China launched its first successful mission to Mars early on Thursday, a major milestone for the nation’s spaceflight program that may lead to it becoming the second nation ever to operate a rover on Mars, after the U.S.
Tianwen-1, the spacecraft that is now on its way to the red planet, is carrying an orbiter, a lander, and a rover that will reach Mars in 2021. The spacecraft’s name means “questions to heaven,” a phrase lifted from a poem by Qu Yuan, a renowned writer and politician who lived during China’s Warring States period some 2,300 years ago.

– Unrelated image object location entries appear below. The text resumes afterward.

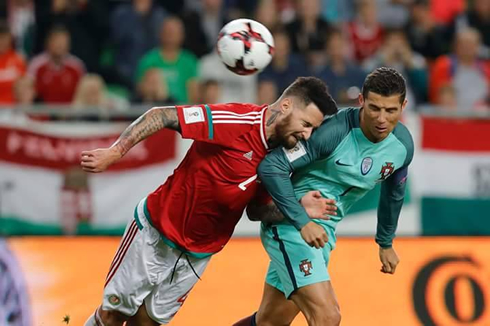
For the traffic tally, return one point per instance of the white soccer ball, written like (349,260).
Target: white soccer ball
(245,46)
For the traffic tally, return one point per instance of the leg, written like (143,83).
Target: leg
(275,309)
(141,318)
(318,303)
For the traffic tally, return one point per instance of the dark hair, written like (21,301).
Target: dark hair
(56,30)
(4,27)
(312,89)
(385,82)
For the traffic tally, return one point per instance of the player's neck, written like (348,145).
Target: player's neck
(271,115)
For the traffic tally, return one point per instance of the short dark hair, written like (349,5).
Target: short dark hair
(312,89)
(4,27)
(385,82)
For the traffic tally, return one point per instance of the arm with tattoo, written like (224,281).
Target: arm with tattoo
(146,125)
(152,121)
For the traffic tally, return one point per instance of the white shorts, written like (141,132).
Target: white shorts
(145,269)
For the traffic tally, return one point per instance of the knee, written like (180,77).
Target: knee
(112,318)
(274,318)
(325,317)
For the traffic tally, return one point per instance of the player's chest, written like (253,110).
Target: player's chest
(364,166)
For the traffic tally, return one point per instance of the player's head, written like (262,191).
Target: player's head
(382,102)
(302,107)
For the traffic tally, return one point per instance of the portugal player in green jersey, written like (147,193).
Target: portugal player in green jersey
(345,158)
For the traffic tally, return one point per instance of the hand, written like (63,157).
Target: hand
(318,207)
(314,235)
(98,160)
(389,260)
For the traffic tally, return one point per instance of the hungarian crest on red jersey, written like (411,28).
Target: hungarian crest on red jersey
(386,170)
(305,266)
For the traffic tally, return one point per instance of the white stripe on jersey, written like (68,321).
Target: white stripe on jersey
(217,112)
(237,121)
(235,118)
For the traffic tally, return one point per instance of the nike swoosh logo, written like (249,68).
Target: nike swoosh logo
(342,164)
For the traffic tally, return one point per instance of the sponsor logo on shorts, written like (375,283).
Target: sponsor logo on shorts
(305,266)
(114,299)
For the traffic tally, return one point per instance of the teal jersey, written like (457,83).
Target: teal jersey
(340,162)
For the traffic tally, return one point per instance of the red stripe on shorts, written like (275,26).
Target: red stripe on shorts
(133,229)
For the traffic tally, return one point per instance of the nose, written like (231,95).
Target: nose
(307,133)
(382,117)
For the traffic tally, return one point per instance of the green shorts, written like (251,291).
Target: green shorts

China previously attempted to send an orbiter to Mars in 2011 as part of an interplanetary ride-share with a Russian mission to a Martian moon. Unfortunately, the launch failed and left the spacecraft marooned in orbit for several months until it fell back to Earth and burned up in the atmosphere. To that point, landing an operational rover on Mars is so challenging that the United States remains the only country that has ever pulled it off.
Tianwen-1 blasted off at 12:41 PM local time (12:41 AM EST) on a Long March 5 rocket from the Wenchang Spacecraft Launch Site on Hainan Island. The spacecraft will now spend seven months traveling to Mars and is expected to insert itself into orbit around the planet in February next year.
Two or three months after its arrival in orbit, the lander and rover will detach, as one unit, and attempt to touch down on the Martian surface. The landing site has not been announced yet.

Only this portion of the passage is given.